アップルパイの歴史を淡々と語る

    新石器時代、航海、大量消費主義を経てパイは今に至る

    As American as apple pie(非常にアメリカ的な) —このフレーズはアメリカ人のアイデンティティーを表している。

    アメリカのシンボルとしてバスケットボールやバーベキュー、ハクトウワシのように、アップルパイも並べられる。

    しかし、なぜシンボルとまでになったのだろうか?

    パイの起原は紀元前6000年の新石器時代まで遡る。

    中世にヨーロッパで定番の食べ物となった。カササギの巣作りや亀っぽく、肉を詰めて香辛料を効かせたパイが作られた。

    1600年はじめ、新しい世界を求めて旅人たちが海へ出た。りんごの種とほかの材料をヨーロッパから携えて、家族のパイのレシピを頭に入れていた。

    辿り着いたアメリカで、作り手はその地で採れたベリーや果物をパイに入れた。

    いつしかサンクスギビングデーの中心的役割を果たすようになった。

    記録を見ても、1621年の最初のサンクスギビングデーにはパイがあったとの記述はない。

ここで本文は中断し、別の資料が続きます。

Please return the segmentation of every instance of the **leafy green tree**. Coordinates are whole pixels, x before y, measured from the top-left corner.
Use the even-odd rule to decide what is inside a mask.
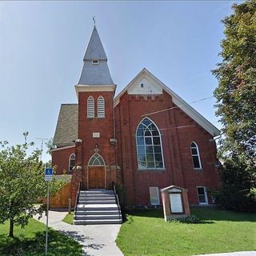
[[[27,132],[23,135],[23,144],[9,146],[7,142],[0,142],[0,223],[10,220],[11,238],[14,224],[24,227],[34,214],[42,215],[44,207],[34,206],[34,202],[46,196],[45,166],[38,160],[42,152],[33,150],[34,142],[27,142]],[[50,194],[62,186],[62,181],[54,178],[50,182]]]
[[[222,170],[223,188],[226,192],[235,184],[242,203],[252,198],[256,183],[256,1],[232,8],[234,13],[222,20],[222,61],[213,74],[218,82],[217,115],[223,126],[219,157],[227,162]],[[247,190],[242,189],[245,183]],[[227,201],[230,191],[225,194]]]

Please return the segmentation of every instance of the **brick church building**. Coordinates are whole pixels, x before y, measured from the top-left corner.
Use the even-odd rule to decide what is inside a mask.
[[[84,190],[122,184],[126,205],[159,205],[159,190],[188,190],[190,204],[212,203],[219,185],[214,137],[219,130],[143,69],[119,93],[94,26],[75,91],[62,104],[54,138],[57,174]]]

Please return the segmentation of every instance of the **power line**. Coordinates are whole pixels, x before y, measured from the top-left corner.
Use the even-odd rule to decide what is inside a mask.
[[[200,99],[198,99],[197,101],[191,102],[190,102],[188,104],[193,104],[193,103],[196,103],[196,102],[200,102],[212,98],[214,98],[214,96],[210,96],[210,97],[207,97],[207,98],[200,98]],[[147,116],[147,115],[151,115],[151,114],[158,114],[158,113],[171,110],[174,110],[174,109],[179,108],[182,106],[184,106],[184,104],[181,104],[181,105],[178,105],[178,106],[172,106],[172,107],[170,107],[168,109],[165,109],[165,110],[158,110],[158,111],[155,111],[155,112],[150,112],[150,113],[144,114],[141,115],[141,117],[145,117],[145,116]]]

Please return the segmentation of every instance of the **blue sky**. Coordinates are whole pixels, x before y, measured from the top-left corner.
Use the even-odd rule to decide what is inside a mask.
[[[0,141],[54,136],[61,103],[77,102],[93,16],[117,93],[146,67],[189,103],[212,96],[234,2],[0,2]],[[191,106],[221,128],[214,102]]]

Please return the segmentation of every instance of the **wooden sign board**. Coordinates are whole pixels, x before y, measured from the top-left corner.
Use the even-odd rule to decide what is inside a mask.
[[[181,193],[170,194],[170,211],[173,214],[182,214],[183,204]]]

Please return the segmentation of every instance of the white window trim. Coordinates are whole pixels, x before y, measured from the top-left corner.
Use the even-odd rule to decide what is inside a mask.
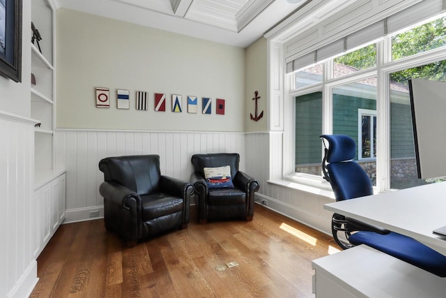
[[[418,0],[409,1],[401,1],[397,6],[393,7],[392,13],[397,13],[399,10],[406,8],[415,3],[421,2]],[[315,10],[316,11],[316,10]],[[311,15],[311,13],[309,14]],[[391,14],[390,14],[391,15]],[[374,22],[374,19],[378,20],[380,17],[369,17],[367,22]],[[304,93],[304,90],[308,91],[302,88],[302,89],[292,89],[292,75],[285,75],[284,67],[286,64],[285,56],[288,54],[289,48],[284,48],[291,45],[289,41],[293,39],[293,36],[295,36],[296,30],[298,30],[299,26],[298,22],[295,24],[283,27],[278,26],[275,30],[272,30],[266,34],[268,42],[268,102],[270,107],[270,113],[268,119],[268,126],[270,131],[274,133],[275,135],[280,135],[280,138],[275,137],[272,138],[270,147],[275,147],[274,151],[280,151],[281,154],[270,155],[270,180],[269,181],[282,181],[284,185],[287,184],[287,181],[296,181],[297,184],[302,185],[321,184],[323,185],[325,180],[321,177],[309,177],[311,175],[302,175],[294,173],[294,117],[293,112],[293,98],[295,96]],[[352,30],[360,29],[364,24],[358,22],[356,25],[351,27]],[[355,27],[356,29],[354,29]],[[307,28],[307,27],[306,27]],[[307,28],[308,29],[308,28]],[[294,33],[293,33],[294,32]],[[333,32],[333,35],[338,33]],[[325,40],[328,40],[325,38]],[[327,41],[326,43],[328,43]],[[321,43],[318,41],[312,45],[312,49],[321,47]],[[383,51],[383,48],[388,49],[391,47],[390,37],[385,37],[382,40],[377,42],[377,61],[376,68],[374,68],[371,72],[373,75],[376,75],[378,81],[378,93],[376,98],[376,110],[379,114],[377,118],[377,147],[376,151],[379,152],[377,156],[377,168],[376,168],[376,191],[377,192],[383,192],[390,190],[390,131],[387,126],[390,122],[390,95],[389,95],[389,75],[394,71],[401,70],[410,67],[415,67],[420,65],[426,64],[438,60],[443,60],[446,56],[446,48],[436,49],[429,52],[428,53],[420,53],[417,55],[405,58],[398,61],[391,61],[390,57],[390,51]],[[281,49],[282,50],[278,50]],[[311,50],[311,49],[310,49]],[[302,53],[300,54],[304,54]],[[288,57],[286,59],[290,59]],[[330,64],[324,63],[324,67],[330,68]],[[282,70],[282,72],[280,72]],[[369,75],[369,70],[364,72],[364,75]],[[359,73],[362,73],[358,72]],[[323,84],[319,84],[319,90],[322,90],[323,94],[328,94],[331,96],[332,88],[344,84],[350,80],[350,76],[341,77],[339,80],[330,80],[329,83],[326,83],[328,71],[324,72],[324,80]],[[357,74],[353,75],[355,77],[353,80],[357,80]],[[316,88],[312,86],[309,88]],[[305,92],[306,93],[306,92]],[[324,95],[325,96],[325,95]],[[325,101],[329,103],[325,104]],[[325,100],[323,105],[323,133],[331,133],[332,132],[332,98],[329,100]],[[279,103],[279,104],[277,103]],[[274,124],[278,125],[273,125]],[[277,141],[281,142],[278,142]],[[279,146],[282,147],[282,150],[277,148]],[[321,144],[321,156],[323,152],[323,146]],[[277,165],[281,165],[280,170],[277,170]],[[275,168],[273,170],[272,169]],[[273,173],[274,172],[274,173]],[[327,185],[327,184],[325,184]]]

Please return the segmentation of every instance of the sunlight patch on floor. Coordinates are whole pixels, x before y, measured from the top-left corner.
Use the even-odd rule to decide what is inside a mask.
[[[312,245],[313,246],[316,246],[316,244],[318,241],[317,238],[310,236],[308,234],[305,233],[295,228],[293,228],[285,223],[282,223],[279,228],[284,231],[291,234],[293,236],[295,236],[300,239],[305,241],[307,244]]]

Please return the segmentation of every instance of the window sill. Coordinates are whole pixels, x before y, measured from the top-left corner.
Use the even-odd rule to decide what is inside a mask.
[[[268,180],[268,183],[322,195],[334,200],[330,183],[321,177],[293,173],[285,176],[283,179]]]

    20世紀のはじめになると、大量消費主義が台頭した。

    マスマーケティング戦略が採られ、アメリカ人の価値観と合致した。パイは大量に生産され、製品が並べられた。

    りんごの生産者と焼き手、そして他の材料の生産者は、パイがアイデンティティーを支える不可欠な存在であることを表現していた。

    架空のベティ・クロッカー社の宣伝には、「もし私たちの国の紋章を作るなら、パイが紋章のシンボルになるだろう」とあった。

    第二次世界大戦の間、兵士たちが戦う目的を聞かれたとき、「ママとアップルパイのため」と繰り返し唱えられた。

    “As American as apple pie” は単なるキャッチフレーズではない。幸福を追求するアメリカン・ドリームへの期待も込められた。

    そして、あてにならないこと求めることは(chasing pie in the sky)、「ケーキを食べればいいじゃない(Let them eat cake)」よりも良い言葉だ。